DALLAS - Two men who conspired together to use counterfeit credit cards to make hundreds of thousands of dollars of purchases at various Sam’s Club store locations in North Texas and Missouri, have been sentenced, announced John Parker, Acting U.S. Attorney for the Northern District of Texas.
Yesterday, Leonel Martiatu, 29, was sentenced by U.S. District Judge Barbara M. G. Lynn to serve a total of 72 months in federal prison. Martiatu pleaded guilty in August 2014 to one count of conspiracy to commit access device fraud and one count of aggravated identity theft.
Co-conspirator Alian Gamboa, 20, who pleaded guilty to the same offenses, was sentenced last month by Judge Lynn to serve a total of 60 months in federal prison.
In addition, Judge Lynn ordered that Martiatu and Gamboa pay, jointly and severally, $340,497 in restitution. Both defendants have been in custody since their arrest in March on a related federal criminal complaint. Both have ties to Miami, Florida, according to detention orders entered in the case.
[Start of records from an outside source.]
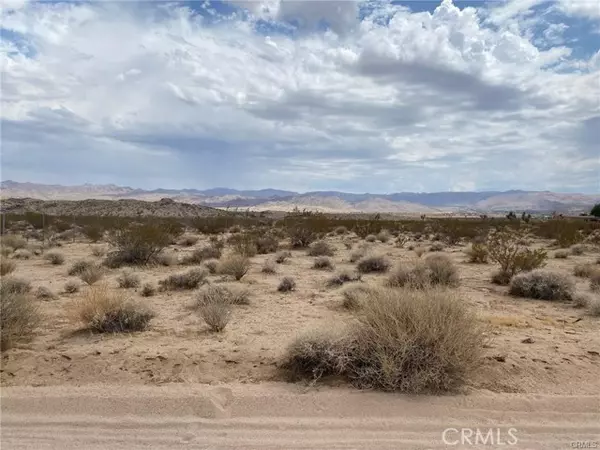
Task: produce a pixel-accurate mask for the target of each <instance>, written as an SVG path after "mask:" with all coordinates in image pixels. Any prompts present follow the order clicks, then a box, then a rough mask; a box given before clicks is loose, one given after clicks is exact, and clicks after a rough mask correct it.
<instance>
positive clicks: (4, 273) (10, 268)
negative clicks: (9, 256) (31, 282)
mask: <svg viewBox="0 0 600 450" xmlns="http://www.w3.org/2000/svg"><path fill="white" fill-rule="evenodd" d="M16 268H17V265H16V264H15V262H14V261H9V260H7V259H4V258H3V259H2V260H1V261H0V276H5V275H8V274H10V273H13V272H14V271H15V269H16Z"/></svg>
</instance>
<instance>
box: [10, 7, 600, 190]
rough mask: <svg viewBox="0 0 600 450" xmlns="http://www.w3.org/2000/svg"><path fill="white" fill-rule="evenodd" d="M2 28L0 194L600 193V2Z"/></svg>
mask: <svg viewBox="0 0 600 450" xmlns="http://www.w3.org/2000/svg"><path fill="white" fill-rule="evenodd" d="M0 14H1V15H2V17H1V19H2V20H1V23H2V28H1V30H0V31H1V39H2V41H1V45H0V55H1V57H2V62H3V73H2V98H1V101H2V110H1V113H0V114H1V120H2V123H1V125H2V130H1V131H2V134H1V140H2V160H1V169H2V173H1V177H2V179H4V180H7V179H14V180H18V181H32V182H42V183H59V184H81V183H115V184H121V185H129V186H136V187H142V188H157V187H163V188H210V187H214V186H227V187H232V188H239V189H259V188H267V187H273V188H281V189H290V190H299V191H308V190H344V191H349V192H367V191H368V192H381V193H384V192H397V191H446V190H455V191H457V190H492V189H493V190H508V189H530V190H554V191H561V192H585V193H598V192H600V150H599V148H600V145H599V142H600V132H599V131H598V130H600V51H599V50H600V45H599V44H600V3H599V2H598V1H597V0H577V1H574V0H557V1H552V2H549V1H542V0H519V1H510V0H509V1H494V2H491V1H488V2H474V1H469V2H458V1H456V2H454V3H453V2H451V1H448V0H445V1H443V2H433V1H413V2H404V1H386V2H384V1H374V0H371V1H353V0H347V1H319V0H308V1H286V0H264V1H241V0H232V1H219V2H208V1H205V2H180V3H177V2H169V3H165V2H158V1H148V2H135V1H122V2H109V1H92V2H55V1H54V2H28V1H23V0H10V1H5V2H4V3H3V5H2V7H1V9H0Z"/></svg>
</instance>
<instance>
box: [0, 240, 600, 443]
mask: <svg viewBox="0 0 600 450" xmlns="http://www.w3.org/2000/svg"><path fill="white" fill-rule="evenodd" d="M346 239H348V238H347V237H346V238H344V237H334V238H328V241H329V242H331V243H332V244H333V245H334V246H335V247H336V254H335V256H334V257H333V258H332V259H333V261H334V262H335V265H336V269H344V268H347V269H353V268H354V267H355V264H351V263H350V262H349V256H350V253H351V251H350V250H347V249H346V248H345V247H344V245H343V240H346ZM356 241H357V240H356ZM357 242H358V241H357ZM204 243H205V242H202V241H200V242H199V243H198V244H196V245H195V247H199V246H202V245H204ZM536 245H547V243H541V242H538V243H536ZM372 246H373V249H372V251H373V252H374V253H379V254H384V255H386V256H387V257H389V258H390V260H391V261H392V262H394V263H397V262H400V261H405V260H409V259H414V258H416V257H415V254H414V252H412V251H409V250H408V249H406V248H397V247H395V246H394V245H393V244H391V243H385V244H384V243H376V244H373V245H372ZM193 248H194V247H192V248H183V247H179V246H173V247H172V248H170V249H168V251H169V252H172V253H174V254H176V255H178V256H180V257H181V256H183V255H184V254H185V253H187V252H191V251H192V250H193ZM53 251H58V252H61V253H63V254H64V255H65V257H66V262H65V264H64V265H62V266H53V265H50V264H49V263H48V262H47V261H45V260H44V259H43V258H42V257H41V256H34V257H33V258H32V259H29V260H22V261H17V264H18V267H17V270H16V271H15V273H13V274H12V275H13V276H15V277H19V278H24V279H27V280H29V281H31V283H32V285H33V290H35V289H36V288H37V287H38V286H45V287H48V288H50V289H51V290H52V291H53V292H55V293H56V294H58V298H57V299H55V300H49V301H40V309H41V312H42V313H43V315H44V317H45V320H44V322H43V324H42V326H41V329H40V330H39V332H38V334H37V336H36V338H35V339H34V340H33V341H32V342H30V343H27V344H21V345H19V346H17V347H16V348H13V349H11V350H9V351H7V352H4V353H3V355H2V368H1V369H0V377H1V382H2V444H3V446H2V448H3V449H4V448H11V449H12V448H15V449H17V448H26V449H34V448H35V449H44V448H61V449H69V448H86V449H88V448H106V447H107V442H109V443H110V447H111V448H132V449H136V448H170V449H171V448H179V447H186V448H240V449H242V448H258V447H261V448H411V449H418V448H423V449H424V448H444V447H445V446H446V445H445V444H444V442H443V441H442V437H441V434H442V432H443V430H444V429H445V428H448V427H454V428H457V429H460V428H461V427H471V428H473V427H480V428H485V430H483V431H484V432H487V430H488V429H489V428H490V427H492V428H497V427H500V429H501V430H500V434H501V435H502V438H503V439H508V438H507V436H506V433H507V430H508V428H510V427H511V426H514V427H515V428H517V430H518V434H517V437H518V438H519V443H518V445H517V448H540V449H542V448H544V449H548V448H572V447H570V445H571V442H573V441H589V442H592V441H594V440H595V441H600V436H599V434H600V396H599V394H598V393H599V392H600V319H598V318H593V317H590V316H588V315H586V314H585V312H584V311H582V310H579V309H575V308H574V307H573V306H572V305H571V304H569V303H563V302H547V301H535V300H529V299H518V298H513V297H510V296H508V295H507V293H506V291H507V289H506V288H505V287H500V286H495V285H492V284H491V283H490V282H489V278H490V274H491V273H492V272H493V271H494V270H495V269H496V268H495V266H494V265H491V264H488V265H474V264H469V263H467V262H466V257H465V255H464V253H463V251H464V247H451V248H447V249H446V250H445V253H446V254H448V255H450V256H451V257H452V258H453V260H454V261H455V262H456V263H457V264H458V266H459V270H460V277H461V286H460V287H459V288H458V291H459V292H460V293H461V295H462V296H463V297H464V299H465V301H466V302H468V303H469V304H470V305H472V306H473V307H474V308H475V309H476V310H477V312H478V314H479V315H480V317H481V320H483V321H485V322H487V323H489V324H490V327H491V328H490V333H491V335H492V340H491V343H490V345H489V346H488V348H486V361H485V364H484V367H483V368H482V369H481V371H480V372H479V373H478V374H477V376H476V377H475V378H474V379H473V380H472V382H471V383H470V385H469V386H468V387H467V388H466V390H465V392H464V393H463V394H461V395H457V396H449V397H437V398H431V397H415V398H411V397H407V396H400V395H393V394H381V393H375V392H358V391H354V390H351V389H350V388H348V387H346V386H341V385H339V384H338V385H332V383H329V385H327V386H319V387H317V388H315V387H310V388H308V387H306V386H304V385H294V384H279V383H274V382H279V381H281V380H282V378H281V374H280V372H279V371H278V370H277V363H278V361H279V360H280V358H281V356H282V354H283V353H284V351H285V347H286V345H287V344H288V343H289V342H290V341H291V340H292V339H293V338H294V336H296V335H297V334H300V333H302V332H303V331H305V330H308V329H312V328H315V327H319V326H330V325H331V324H332V323H342V322H344V321H346V320H350V318H351V314H350V313H349V312H347V311H345V310H344V309H343V308H342V307H341V303H342V296H341V289H340V288H330V287H327V286H326V284H325V281H326V280H327V279H328V278H329V277H330V276H331V275H332V274H333V272H328V271H318V270H314V269H312V268H311V266H312V262H313V258H311V257H308V256H307V255H306V252H305V251H292V257H291V258H290V259H289V260H288V261H287V262H286V263H284V264H280V265H277V269H278V273H277V274H274V275H266V274H263V273H261V272H260V268H261V266H262V264H263V262H264V261H265V260H266V259H269V258H272V257H273V255H272V254H271V255H258V256H256V257H254V258H252V268H251V270H250V272H249V273H248V274H247V275H246V276H245V277H244V278H243V279H242V281H241V282H234V281H231V280H227V279H225V278H223V277H221V276H219V275H211V276H210V281H211V282H212V283H224V284H225V285H229V286H231V285H237V286H244V287H246V288H247V289H249V290H250V292H251V303H250V305H247V306H236V307H235V310H234V313H233V317H232V320H231V322H230V323H229V325H228V326H227V328H226V330H225V331H224V332H223V333H220V334H214V333H210V332H209V331H208V329H207V327H206V325H205V324H204V323H203V321H202V320H201V319H200V318H199V317H198V315H197V314H196V313H195V311H194V310H193V309H192V308H191V307H190V305H191V304H192V303H193V301H194V298H195V296H196V295H197V293H196V292H195V291H184V292H162V293H158V294H157V295H156V296H155V297H151V298H147V299H143V298H142V297H141V295H140V293H139V290H134V289H131V290H128V292H129V294H130V295H131V296H132V297H133V298H135V299H136V300H139V301H144V302H146V303H147V304H148V305H149V306H150V307H151V308H152V309H153V310H154V311H155V312H156V318H155V319H154V320H153V321H152V323H151V327H150V329H149V330H148V331H145V332H141V333H133V334H124V335H116V334H115V335H100V334H92V333H90V332H87V331H86V332H82V331H80V330H79V326H78V325H77V324H75V323H72V322H71V321H69V319H68V311H69V308H70V306H71V305H72V303H73V302H74V301H75V300H76V299H77V298H78V297H80V296H82V295H83V292H84V291H85V289H86V288H85V287H83V286H82V290H81V292H79V293H76V294H65V293H63V292H62V291H63V287H64V284H65V282H67V281H69V280H78V278H76V277H69V276H68V275H67V270H68V268H69V266H70V265H71V264H72V263H73V262H74V261H76V260H78V259H82V258H83V259H90V260H96V261H98V262H99V261H100V258H98V257H93V256H91V252H92V246H91V245H90V244H88V243H83V242H75V243H69V244H65V245H64V246H63V247H61V248H56V249H53ZM549 253H550V256H552V253H553V251H549ZM597 255H598V254H597V253H587V254H585V255H582V256H570V257H569V259H567V260H558V259H554V258H550V259H549V261H548V266H547V268H548V269H552V270H559V271H563V272H565V273H571V272H572V270H573V267H574V266H575V264H577V263H583V262H594V261H595V260H596V258H597ZM188 269H189V267H184V266H172V267H151V268H147V269H144V270H140V271H137V273H138V274H139V275H140V277H141V279H142V283H145V282H153V283H155V284H156V283H157V282H158V280H160V279H163V278H165V277H166V276H168V275H169V274H173V273H179V272H183V271H186V270H188ZM120 272H121V270H112V271H110V272H109V273H108V274H107V275H106V276H105V279H104V280H103V282H106V283H108V285H109V286H111V287H112V288H114V289H118V287H117V284H116V278H117V276H118V275H119V273H120ZM283 276H292V277H293V278H294V279H295V280H296V282H297V286H298V288H297V290H296V291H295V292H291V293H287V294H282V293H279V292H277V290H276V287H277V285H278V283H279V281H280V280H281V278H282V277H283ZM384 279H385V275H367V276H364V277H363V282H365V283H369V284H371V285H381V283H383V281H384ZM577 283H578V290H579V291H581V292H587V293H589V288H588V283H587V281H586V280H583V279H577ZM457 436H458V435H456V434H455V435H454V437H453V438H454V440H456V437H457ZM496 437H497V436H496ZM448 439H449V440H452V439H451V438H448ZM496 444H497V443H496ZM496 444H494V445H492V446H490V445H489V442H488V445H485V447H486V448H496V447H498V448H500V447H502V448H505V447H506V445H503V446H502V445H496ZM495 446H496V447H495ZM454 447H455V448H481V447H477V446H473V445H471V446H469V445H468V442H467V443H466V444H465V446H463V447H461V446H460V445H455V446H454ZM592 448H593V447H592ZM596 448H600V442H599V443H598V444H597V447H596Z"/></svg>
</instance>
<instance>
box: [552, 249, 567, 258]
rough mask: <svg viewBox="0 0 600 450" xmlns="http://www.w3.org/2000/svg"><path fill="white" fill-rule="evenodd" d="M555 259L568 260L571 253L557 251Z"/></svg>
mask: <svg viewBox="0 0 600 450" xmlns="http://www.w3.org/2000/svg"><path fill="white" fill-rule="evenodd" d="M554 257H555V258H556V259H567V258H568V257H569V252H568V251H566V250H557V251H556V252H554Z"/></svg>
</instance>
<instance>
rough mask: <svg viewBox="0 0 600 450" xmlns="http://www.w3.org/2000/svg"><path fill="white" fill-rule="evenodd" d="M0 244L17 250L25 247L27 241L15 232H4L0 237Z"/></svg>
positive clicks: (26, 242) (18, 249)
mask: <svg viewBox="0 0 600 450" xmlns="http://www.w3.org/2000/svg"><path fill="white" fill-rule="evenodd" d="M0 245H2V247H8V248H12V249H13V250H19V249H21V248H25V247H27V241H26V240H25V239H23V237H22V236H19V235H17V234H5V235H3V236H2V237H1V238H0Z"/></svg>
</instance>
According to plea documents filed, from Jan. 17, 2014, to approximately March 4, 2014, Martiatu and Gamboa conspired together and used counterfeit access devices encoded with credit card numbers - issued to others - to make purchases at Sam’s Club locations in and near Dallas and elsewhere, including Missouri. Together, the two obtained a total of $340,497 of things of value, affected interstate commerce, and acted with the intent to defraud the persons to whom the credit cards were issued.
According to the complaint filed in the case, on March 3, 2014, the defendants were located at a motel on N. Central Expressway in Dallas. The following day, a federal search warrant was executed at their room in the motel, and numerous items purchased from Sam’s Clubs were located.
The U.S. Secret Service investigated. Special Assistant U.S. Attorney Danial Gividen prosecuted.